FTC Wants To Slam Fake-To-Porn Spammer

Since the ban on fake-to-porn domain names or spam hasn't yet been passed by the U.S. Senate, never mind signed into law by President Bush, the Federal Trade Commission figures the way to do it until then is to take a fake-to-porner to court.

They've asked a federal judge to block a porn spammer who's using bland subject lines, fake return addresses, and empty reply links to shanghai e-mail recipients including chldren to porn sites...and of making them look like spammers when their hitting the fake reply links provoked an inadvertent round of counterspam.

The FTC accuses Brian Westby, of the St.
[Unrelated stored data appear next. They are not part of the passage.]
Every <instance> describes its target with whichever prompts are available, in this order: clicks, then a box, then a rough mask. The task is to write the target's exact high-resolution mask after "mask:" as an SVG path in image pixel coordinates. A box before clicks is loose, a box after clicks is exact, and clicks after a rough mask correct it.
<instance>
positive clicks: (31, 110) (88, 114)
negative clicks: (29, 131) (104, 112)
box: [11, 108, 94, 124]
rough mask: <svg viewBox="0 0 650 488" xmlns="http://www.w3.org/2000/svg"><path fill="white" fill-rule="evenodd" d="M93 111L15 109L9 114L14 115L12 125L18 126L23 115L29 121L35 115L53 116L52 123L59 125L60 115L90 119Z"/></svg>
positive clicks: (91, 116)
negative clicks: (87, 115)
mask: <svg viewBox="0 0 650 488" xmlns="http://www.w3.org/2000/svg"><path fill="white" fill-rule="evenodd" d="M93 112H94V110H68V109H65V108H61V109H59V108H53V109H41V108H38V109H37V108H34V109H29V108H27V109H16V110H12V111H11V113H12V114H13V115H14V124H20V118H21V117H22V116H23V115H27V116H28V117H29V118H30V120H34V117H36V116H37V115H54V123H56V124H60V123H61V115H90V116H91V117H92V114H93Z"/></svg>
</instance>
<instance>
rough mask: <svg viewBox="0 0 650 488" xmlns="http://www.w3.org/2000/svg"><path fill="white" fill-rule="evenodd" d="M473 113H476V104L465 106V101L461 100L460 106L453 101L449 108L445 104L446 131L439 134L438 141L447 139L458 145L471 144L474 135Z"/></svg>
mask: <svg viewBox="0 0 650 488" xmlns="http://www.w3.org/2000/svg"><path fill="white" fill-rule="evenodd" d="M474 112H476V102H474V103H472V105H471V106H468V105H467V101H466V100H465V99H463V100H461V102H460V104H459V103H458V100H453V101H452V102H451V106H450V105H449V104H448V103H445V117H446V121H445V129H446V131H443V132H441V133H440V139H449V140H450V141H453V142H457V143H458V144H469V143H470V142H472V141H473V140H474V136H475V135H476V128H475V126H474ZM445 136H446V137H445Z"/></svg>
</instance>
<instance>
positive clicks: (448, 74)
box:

Louis suburb of Ballwin, of driving Netizens to a Website called Married But Lonely, with such subject lines as "Did you hear the news?" and "New movie info" in the e-mails. "Because of the deceptive subject lines," the FTC said in an April 17 statement, "consumers had no reason to expect to see" the explicit solicitations to Westby's adult Websites.

"In some cases, consumers may have opened the e-mails in their offices, in violation of company policies," the FTC said in its formal complaint. "In other cases, children may have been exposed to inappropriate adult-oriented material."

Westby's fake-to-porn spoofing, the FTC complaint continues, resulted in thousands of undeliverable e-mails answering the fake reply-to information being flooded back into their computer systems, smothering them with spam that couldn't be delivered - and may have portrayed the victims themselves as spammers, sometimes provoking "hundreds of angry e-mails" from those who did get spammed as a result.